I was born and raised in the Squirrel Hill section of Pittsburgh, and my mom still lives there, in the house where I grew up. When I was young, except for occasional outings to the museum or for twice-yearly shopping trips, my three siblings and I defined our existence by the few surrounding blocks that could be navigated by foot or bicycle. Our school, Hillel Academy, was right around the corner, Schenley Park was just down the hill, our cousins lived downstairs and up the block, and the Bookmobile parked faithfully on Darlington Road every Thursday night. Every Shabbat morning–rain or shine–we walked to shul with our father. We had the Pirates and the Steelers, a movie theater, and a kosher bakery. Our little world.

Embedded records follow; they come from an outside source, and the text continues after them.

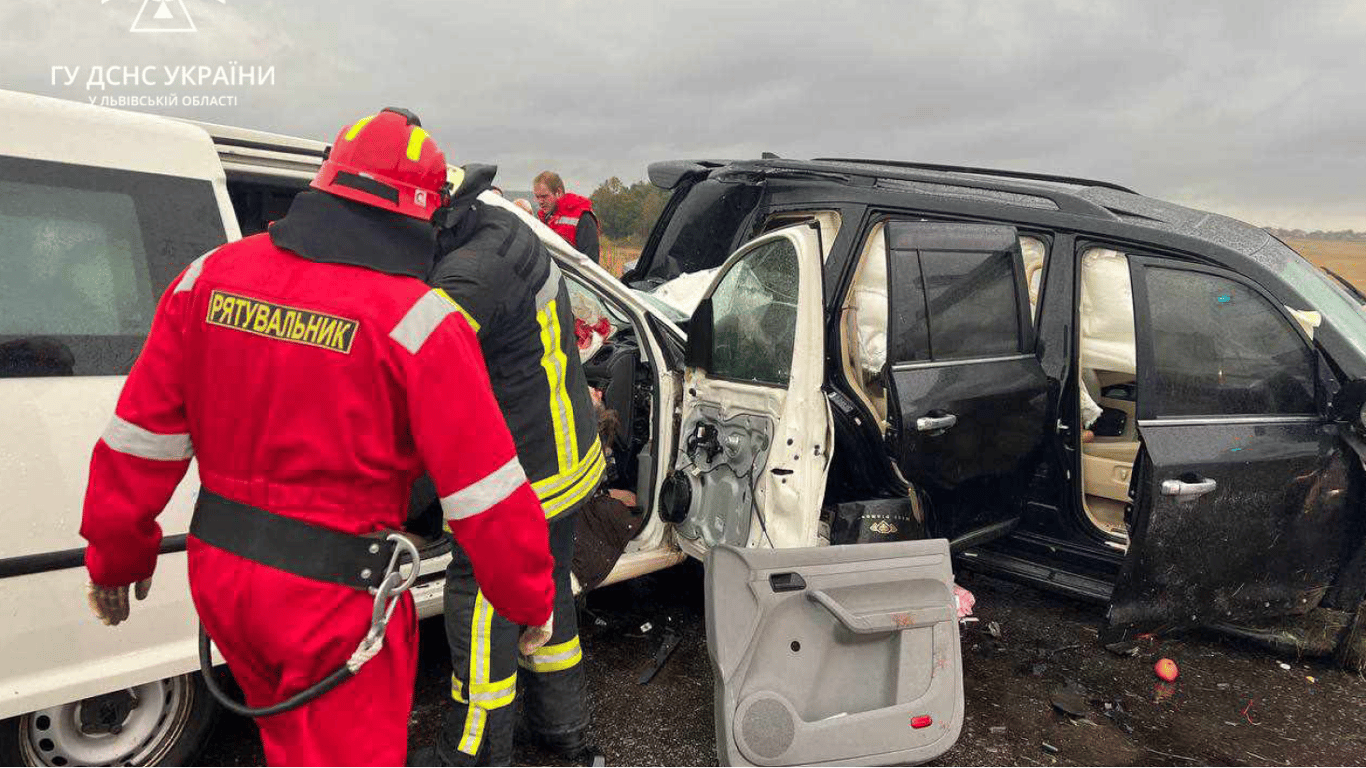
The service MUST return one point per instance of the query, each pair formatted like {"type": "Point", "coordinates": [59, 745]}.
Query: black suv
{"type": "Point", "coordinates": [1081, 387]}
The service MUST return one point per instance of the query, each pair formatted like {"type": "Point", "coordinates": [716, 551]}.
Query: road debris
{"type": "Point", "coordinates": [661, 656]}
{"type": "Point", "coordinates": [963, 600]}
{"type": "Point", "coordinates": [1123, 648]}
{"type": "Point", "coordinates": [1116, 714]}
{"type": "Point", "coordinates": [1169, 755]}
{"type": "Point", "coordinates": [1071, 700]}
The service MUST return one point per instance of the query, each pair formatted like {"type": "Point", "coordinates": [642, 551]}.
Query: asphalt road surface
{"type": "Point", "coordinates": [1231, 705]}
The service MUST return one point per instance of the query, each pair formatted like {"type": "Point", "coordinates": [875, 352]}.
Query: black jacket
{"type": "Point", "coordinates": [503, 279]}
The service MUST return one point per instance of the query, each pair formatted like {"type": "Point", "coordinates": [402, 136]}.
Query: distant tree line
{"type": "Point", "coordinates": [627, 212]}
{"type": "Point", "coordinates": [1317, 234]}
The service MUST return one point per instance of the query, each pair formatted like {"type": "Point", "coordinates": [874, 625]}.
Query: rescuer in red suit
{"type": "Point", "coordinates": [314, 375]}
{"type": "Point", "coordinates": [570, 215]}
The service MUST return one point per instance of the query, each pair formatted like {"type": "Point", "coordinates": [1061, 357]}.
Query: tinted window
{"type": "Point", "coordinates": [84, 256]}
{"type": "Point", "coordinates": [701, 228]}
{"type": "Point", "coordinates": [1220, 347]}
{"type": "Point", "coordinates": [754, 316]}
{"type": "Point", "coordinates": [971, 302]}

Pittsburgh—which has repeatedly reinvented itself— had yet to become the modern, hip, exciting city that it is today, and its Jewish community was fairly small. In fact, in my adolescent imagination, it was a bit of a backwater, especially when compared to a sophisticated big city like New York. Somewhere at the back of my mind, I always knew I would be leaving Pittsburgh once it was time for college. Which I did, with relish and excitement. Like most adolescents, I don’t think I gave much thought at the time to how Squirrel Hill had held me so snugly and so well. It is only now–so many years later– that I can truly understand the nature of that warm embrace.
Today, shocked and shaken in New York by the tragedy in Pittsburgh, I find myself hungrily devouring the news shows, craving a glimpse of a familiar street corner, straining to identify a storefront. I realize I want to claim my place in this proud and warm community, to let them know that no matter how far away I may be, I’m one of them, as I always have and ever will be. I know them and I share their “out-of-town” identity, their humanitarian Jewish values, the midwestern solidarity they embody. I share their anguish, and I share their outrage.
In the wake of the massacre, I have received countless emails, texts, and phone calls from people who associate me and my family with Squirrel Hill. Their loving messages strongly affirm for me my primal connection to my hometown. For those who reach out to me, I am their association with Pittsburgh, and I am proud of that. I am so moved by their expressions of horror, sympathy, and commiseration. Their concern about my mom, family and me affirm and restore my faith in a world that has felt broken and lost. Their words matter, and their sincerity matters. Taking the time to do something—to string together words of concern—matters in a radical way. I thank them for reminding me in the midst of evil that there is such a thing as goodness, and for helping to sustain in me the hope that goodness will somehow carry the day.
Giti Bendheim is a psychologist who grew up in Pittsburgh.